The reader should understand that this is an active area of research and therefore, patterns for using the vocabularies introduced in this recipe may evolve and be refined. The main point is to raise awareness about these resources. which can be used for mapping DPIA documents which are in pure narrative form. The recipe should also be used as guide when creating DPIA documents to ensure that key information is covered. Finally, as more DPIA document data are represented using these resources, it is likely that new toolsets will be available to produce new DPIA documents which are FAIR by design, available as textual documents for humans and as linked data graphs for machines.

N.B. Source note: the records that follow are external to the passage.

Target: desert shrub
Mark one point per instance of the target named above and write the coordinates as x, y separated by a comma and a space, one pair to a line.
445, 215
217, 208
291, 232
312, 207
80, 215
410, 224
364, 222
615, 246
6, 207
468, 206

The present recipe does not constitute legal advice. It merely introduces concepts related to compliance with the GDPR policy and resources that may be used to express essential information in a formal, machine readable way. We need to draw the attention of the readership that they should consult with their respective legal representatives to ensure the validity, accuracy of any representation of legal document statements into RDF. We only documented technical options and a number of possible patterns and resources available. It is the responsibility of the implementer to also ensure that the legal information aligns with company practices and interests.